Le 9 juillet 2013, l’Assemblée Nationale a définitivement adopté la loi « relative à l’enseignement supérieur et à la recherche », dite loi Fioraso, du nom de la ministre ayant porté ce projet.
Sous le quinquennat de Nicolas Sarkozy, les étudiants et les enseignants des universités s’étaient massivement mobilisés contre la loi « Libertés et Responsabilités des Universités » (LRU) défendue par la ministre de l’époque, Valérie Pécresse. La LRU et ses ajouts ont depuis lors prouvé leur nuisance en étranglant financièrement les universités, en les soumettant davantage aux intérêts des capitalistes et en réduisant les droits démocratiques en leur sein.
Avec l’élection de François Hollande et l’arrivée au pouvoir d’un gouvernement dirigé par le Parti Socialiste, les membres de la communauté universitaire étaient en droit d’attendre un changement de cap dans la politique à l’égard de l’enseignement supérieur et de la recherche. Qu’en est-il réellement ?
Pas de moyens financiers
Alors que la loi Fioraso donne de nouvelles responsabilités aux universités, aucune véritable augmentation des moyens financiers n’est prévue. Elle annonce simplement un débat au parlement, tous les deux ans, autour des moyens et des résultats des universités. L’enseignement supérieur devrait donc rester le parent pauvre des politiques publiques, en dépit d’un manque de moyens criant qui a poussé plusieurs universités à présenter un budget en déficit au cours de ces dernières années. Les conditions de travail, de vie et d’étude à l’université vont donc continuer de se dégrader au cours des prochaines années, le seul engagement concret du gouvernement étant la titularisation de 5000 agents contractuels. Or c’est largement insuffisant au regard des quelque 50 000 précaires de l’enseignement supérieur et de la recherche.
Soumission aux intérêts privés
La loi LRU du gouvernement Sarkozy visait à soumettre toujours plus les universités aux intérêts du patronat, soit directement en permettant à des « représentants du monde économique » (comprendre : des patrons) de siéger aux conseils d’administration (CA) des universités, soit indirectement en adaptant les formations aux besoins de main-d’œuvre immédiats des entreprises, sacrifiant ainsi l’avenir des étudiants aux intérêts à court terme de celles-ci.
La loi Fioraso ne revient pas sur ces dispositions ; bien au contraire, elle les renforce. Non seulement les patrons pourront continuer de siéger dans les CA des universités, mais ils pourront également voter pour désigner le président de l’université, prérogative jusqu’ici réservée aux représentants élus des étudiants et des personnels de l’université. Pire : la loi augmente le nombre de représentants patronaux au sein des « communautés d’universités ». Or, elle prévoit que ces « communautés » seront les seules à passer contrat avec l’Etat pour obtenir des moyens, avant de les répartir entre les différentes universités membres.
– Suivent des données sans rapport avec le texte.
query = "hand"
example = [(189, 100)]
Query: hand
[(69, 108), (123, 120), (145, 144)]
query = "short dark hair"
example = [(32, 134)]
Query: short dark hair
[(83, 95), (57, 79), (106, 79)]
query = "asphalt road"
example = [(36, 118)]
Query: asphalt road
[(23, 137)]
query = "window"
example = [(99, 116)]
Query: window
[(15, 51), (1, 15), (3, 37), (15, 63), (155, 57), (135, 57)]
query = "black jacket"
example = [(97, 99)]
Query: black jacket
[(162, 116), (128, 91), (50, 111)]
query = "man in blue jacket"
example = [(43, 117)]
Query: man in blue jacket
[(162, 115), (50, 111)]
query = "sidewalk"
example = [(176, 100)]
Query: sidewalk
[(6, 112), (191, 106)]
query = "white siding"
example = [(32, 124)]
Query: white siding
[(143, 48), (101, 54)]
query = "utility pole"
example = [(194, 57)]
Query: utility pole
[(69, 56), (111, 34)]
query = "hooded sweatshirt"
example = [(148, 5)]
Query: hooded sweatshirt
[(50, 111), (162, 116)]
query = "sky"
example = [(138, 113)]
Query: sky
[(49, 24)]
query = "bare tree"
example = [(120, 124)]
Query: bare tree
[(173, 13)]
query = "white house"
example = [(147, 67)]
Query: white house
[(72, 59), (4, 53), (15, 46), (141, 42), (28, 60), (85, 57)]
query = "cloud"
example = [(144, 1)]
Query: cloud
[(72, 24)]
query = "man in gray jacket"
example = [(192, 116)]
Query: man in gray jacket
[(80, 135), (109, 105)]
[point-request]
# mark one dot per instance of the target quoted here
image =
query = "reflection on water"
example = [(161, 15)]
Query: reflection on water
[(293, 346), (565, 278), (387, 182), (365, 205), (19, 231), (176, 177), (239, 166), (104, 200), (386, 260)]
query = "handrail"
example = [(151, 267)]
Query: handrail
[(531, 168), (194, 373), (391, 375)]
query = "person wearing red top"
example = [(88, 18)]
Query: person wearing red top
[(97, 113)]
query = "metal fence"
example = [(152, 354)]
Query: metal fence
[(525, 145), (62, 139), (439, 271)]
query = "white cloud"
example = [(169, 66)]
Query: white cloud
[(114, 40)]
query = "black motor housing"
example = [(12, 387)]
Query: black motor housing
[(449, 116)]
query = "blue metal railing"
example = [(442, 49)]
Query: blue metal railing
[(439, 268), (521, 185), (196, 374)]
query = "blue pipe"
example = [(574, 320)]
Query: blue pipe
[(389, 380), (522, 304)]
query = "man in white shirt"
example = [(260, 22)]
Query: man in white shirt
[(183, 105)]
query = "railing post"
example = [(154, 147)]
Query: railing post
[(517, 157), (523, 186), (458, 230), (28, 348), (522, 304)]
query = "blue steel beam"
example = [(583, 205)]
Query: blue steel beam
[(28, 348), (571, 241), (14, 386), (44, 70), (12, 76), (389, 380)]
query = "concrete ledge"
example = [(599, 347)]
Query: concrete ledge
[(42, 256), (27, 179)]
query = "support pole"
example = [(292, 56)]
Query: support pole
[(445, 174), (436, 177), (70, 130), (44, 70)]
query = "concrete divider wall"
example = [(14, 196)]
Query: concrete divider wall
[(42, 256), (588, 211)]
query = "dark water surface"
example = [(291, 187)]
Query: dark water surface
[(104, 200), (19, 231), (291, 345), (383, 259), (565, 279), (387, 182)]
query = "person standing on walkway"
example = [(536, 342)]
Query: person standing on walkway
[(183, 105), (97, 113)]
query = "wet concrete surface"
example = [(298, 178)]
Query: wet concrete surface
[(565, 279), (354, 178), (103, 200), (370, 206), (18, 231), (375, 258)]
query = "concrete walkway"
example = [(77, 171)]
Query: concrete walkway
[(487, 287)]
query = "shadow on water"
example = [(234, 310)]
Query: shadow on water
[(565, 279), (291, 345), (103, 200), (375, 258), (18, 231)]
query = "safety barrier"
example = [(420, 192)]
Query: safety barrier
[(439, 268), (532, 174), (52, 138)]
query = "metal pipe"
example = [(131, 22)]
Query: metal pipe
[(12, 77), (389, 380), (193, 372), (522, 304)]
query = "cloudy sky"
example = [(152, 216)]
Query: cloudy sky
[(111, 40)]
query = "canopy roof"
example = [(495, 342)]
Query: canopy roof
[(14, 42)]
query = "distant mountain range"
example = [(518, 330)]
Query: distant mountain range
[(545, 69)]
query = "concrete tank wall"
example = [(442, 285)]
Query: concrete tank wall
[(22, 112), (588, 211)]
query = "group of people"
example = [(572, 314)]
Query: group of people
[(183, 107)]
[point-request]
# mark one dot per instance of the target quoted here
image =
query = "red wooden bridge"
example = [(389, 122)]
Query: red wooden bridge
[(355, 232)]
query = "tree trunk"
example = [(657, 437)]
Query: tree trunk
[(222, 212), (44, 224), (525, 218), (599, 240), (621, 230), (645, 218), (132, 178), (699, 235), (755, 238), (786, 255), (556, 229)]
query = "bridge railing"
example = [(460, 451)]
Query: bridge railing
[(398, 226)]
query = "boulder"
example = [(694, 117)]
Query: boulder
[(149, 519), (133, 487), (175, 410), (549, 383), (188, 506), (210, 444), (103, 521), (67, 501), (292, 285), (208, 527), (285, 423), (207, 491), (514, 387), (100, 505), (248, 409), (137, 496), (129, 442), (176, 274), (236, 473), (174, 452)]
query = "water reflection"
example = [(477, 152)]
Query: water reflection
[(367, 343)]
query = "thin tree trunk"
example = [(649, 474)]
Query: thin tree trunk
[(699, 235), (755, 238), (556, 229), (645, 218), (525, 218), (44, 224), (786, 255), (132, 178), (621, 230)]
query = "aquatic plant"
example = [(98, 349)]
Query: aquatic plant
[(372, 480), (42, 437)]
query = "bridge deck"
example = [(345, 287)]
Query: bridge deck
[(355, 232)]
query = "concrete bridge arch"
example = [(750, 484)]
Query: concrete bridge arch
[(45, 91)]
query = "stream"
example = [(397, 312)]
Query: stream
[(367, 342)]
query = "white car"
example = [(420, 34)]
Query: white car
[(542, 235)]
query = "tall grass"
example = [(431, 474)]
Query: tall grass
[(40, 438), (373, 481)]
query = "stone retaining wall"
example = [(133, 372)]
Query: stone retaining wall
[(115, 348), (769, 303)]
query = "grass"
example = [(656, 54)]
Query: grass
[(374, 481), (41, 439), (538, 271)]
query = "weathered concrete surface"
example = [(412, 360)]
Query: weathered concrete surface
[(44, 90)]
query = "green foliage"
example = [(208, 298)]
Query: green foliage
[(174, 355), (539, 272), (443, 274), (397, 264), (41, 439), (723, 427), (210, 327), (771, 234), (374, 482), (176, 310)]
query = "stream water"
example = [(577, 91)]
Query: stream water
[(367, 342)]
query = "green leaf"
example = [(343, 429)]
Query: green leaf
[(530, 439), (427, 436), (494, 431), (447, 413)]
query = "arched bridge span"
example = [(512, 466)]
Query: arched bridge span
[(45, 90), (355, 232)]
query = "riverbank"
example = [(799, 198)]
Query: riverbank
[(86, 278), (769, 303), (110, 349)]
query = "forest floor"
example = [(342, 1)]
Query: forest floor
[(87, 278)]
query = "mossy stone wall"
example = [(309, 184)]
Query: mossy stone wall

Les capitalistes pourront donc choisir de financer les études et les recherches qui correspondent le plus à leurs intérêts.
Une nouvelle mission de l’enseignement supérieur et de la recherche a d’ailleurs été inscrite dans le code de l’éducation : le « transfert des résultats vers le monde économique ». En substance, il faudra que le travail des universités soit une source de profit pour les capitalistes.
La valeur des diplômes
Si cette loi contient quelques points qui peuvent être jugés positifs, comme la réduction du nombre d’intitulés de licences (plusieurs centaines actuellement) et de masters (plusieurs milliers), dont la profusion nuit à la lisibilité de l’offre de formation pour les étudiants, elle contient aussi de graves reculs en la matière. Ainsi, la qualité des formations ne sera plus vérifiée a priori au niveau national. La nouvelle procédure consistera à accréditer les établissements en leur reconnaissant la capacité de monter les formations qu’ils proposent dans un « cadre national de formation ». La vérification effective du contenu des diplômes se fera donc a posteriori, ouvrant la possibilité que des étudiants se retrouvent inscrits dans un diplôme finalement invalidé.
En résumé, il y a donc une véritable continuité entre les réformes Pécresse et Fioraso. Dans le domaine universitaire comme dans les autres, le « changement » promis par le candidat Hollande se fait attendre.